Embarking on Beethoven’s opus 111 Sonata

31st March 2017 | Concerts, Musings, Teaching | 3 comments

It’s been on my mind recently that I never properly learned Beethoven’s final piano sonata. I’ve been performing and lecturing about the two penultimate sonatas, opus 109 and 110, but when someone asked if I’d like to do opus 111 as well, I had to admit that it isn’t in my concert repertoire.

Why not? Well, I went through a longish period when I felt uncomfortable with a certain side of Beethoven’s music: the gruff, brusque, defiant side. I didn’t really understand it and I tended to leave those pieces alone. The Beethoven I felt at home with was, for example, his Fourth Piano Concerto, which I’m practising for a concert in April (note to self: Eek! It’s April tomorrow.) But I realise it’s ridiculous not to play Beethoven’s last piano sonata, so from time to time I’ve been opening the volume at that sonata and looking at it out of the corner of my eye.

Last week, out of the blue, a friend in the US kindly sent me a DVD about the American pianist Seymour Bernstein. I learned that he had voluntarily given up a promising concert career in mid-life because of nerves and misgivings about the rightness of a solo concert career as a way of life. Since then, he has become a teacher/composer/educator with a high reputation for ‘holistic thinking’. He came to public attention when he made friends with the actor Ethan Hawke, who was inspired by a chance conversation they had about nerves and performing. Ethan Hawke made a lovely film about his mentor called ‘Seymour: an Introduction‘.
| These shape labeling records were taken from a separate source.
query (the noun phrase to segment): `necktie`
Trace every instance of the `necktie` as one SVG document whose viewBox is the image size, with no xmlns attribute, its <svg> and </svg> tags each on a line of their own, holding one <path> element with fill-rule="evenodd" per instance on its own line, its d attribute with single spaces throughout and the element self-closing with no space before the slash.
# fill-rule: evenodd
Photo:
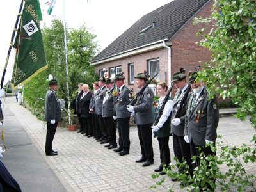
<svg viewBox="0 0 256 192">
<path fill-rule="evenodd" d="M 195 104 L 196 103 L 196 93 L 194 94 L 194 96 L 193 97 L 193 101 L 192 101 L 192 107 L 191 109 L 193 109 L 195 107 Z"/>
</svg>

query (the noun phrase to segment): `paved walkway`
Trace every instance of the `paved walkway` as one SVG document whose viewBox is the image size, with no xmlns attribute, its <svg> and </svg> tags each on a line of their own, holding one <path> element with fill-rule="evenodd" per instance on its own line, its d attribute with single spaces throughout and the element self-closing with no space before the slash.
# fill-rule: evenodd
<svg viewBox="0 0 256 192">
<path fill-rule="evenodd" d="M 47 162 L 67 191 L 168 191 L 168 188 L 174 191 L 186 191 L 180 189 L 179 182 L 172 182 L 166 175 L 159 177 L 166 178 L 163 186 L 150 189 L 160 180 L 151 177 L 155 173 L 154 169 L 160 164 L 158 142 L 156 138 L 153 138 L 155 156 L 153 165 L 142 167 L 141 163 L 135 163 L 141 157 L 135 127 L 130 127 L 131 150 L 127 156 L 120 156 L 92 138 L 83 137 L 76 131 L 58 127 L 53 142 L 54 149 L 58 151 L 58 155 L 46 156 L 44 152 L 46 124 L 37 120 L 22 106 L 18 105 L 14 99 L 10 110 L 35 143 L 41 157 Z M 248 118 L 243 122 L 232 116 L 220 119 L 218 133 L 223 136 L 223 145 L 249 143 L 255 132 Z M 172 137 L 169 144 L 172 161 L 174 163 Z M 254 174 L 256 173 L 255 166 L 249 165 L 249 169 Z M 19 182 L 19 179 L 16 179 Z M 20 185 L 22 188 L 22 184 L 20 183 Z M 46 191 L 41 189 L 38 191 Z"/>
</svg>

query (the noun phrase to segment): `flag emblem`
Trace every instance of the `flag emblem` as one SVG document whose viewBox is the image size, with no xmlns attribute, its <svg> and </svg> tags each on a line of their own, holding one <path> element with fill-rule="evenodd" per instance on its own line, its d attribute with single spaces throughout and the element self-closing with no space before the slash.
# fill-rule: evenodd
<svg viewBox="0 0 256 192">
<path fill-rule="evenodd" d="M 23 28 L 29 36 L 38 31 L 38 28 L 33 20 L 27 24 L 24 25 Z"/>
</svg>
I watched the DVD last night. In it, Seymour Bernstein uses the opening of Beethoven’s final piano sonata to illustrate Beethoven at his most ‘macho’. He played the opening bars with a Beethovenesque growl. It was a strange coincidence that someone should send me a DVD with this scene in it at the very moment when I was wondering whether I had the energy to grapple with the piece myself. But in fact it’s prompted me to begin. And I look forward to learning the second and final movement, the wonderful 20-minute ‘Arietta’ with its variations.

3 Comments

  1. James

    It’s funny but I’ve just been thinking about E.M. Forster’s book, ‘A Room With a View,’ and I began wondering why Forster chose for Lucy to play the opus 111 sonata when she is staying at the Pension Bertolini. Surely such a young person would not be able to (or indeed have the desire to learn!) the long finale. I ask myself, did she actually just play the first movement? Or does she really play the complete sonata? In the movie it’s changed to the Waldstein Sonata, which seems more likely, and yet a part of me hopes that she really did try her hand at the magnificent last sonata.
    Yours sincerely,
    James
    EM Forster obsessed

    Reply
  2. Susan

    James, I agree that opus 111 is a strange choice on Forster’s part, especially for a young woman who (presumably) had not had the opportunity to play the piano much during her travels to Italy. Perhaps Forster didn’t really know the Beethoven sonatas? (heretical thought!) Even the Waldstein seems quite a tall order for someone who was on holiday and hadn’t been playing the piano regularly.

    Reply
  3. James

    Yes! Well back in 2017, have fun learning the sonata!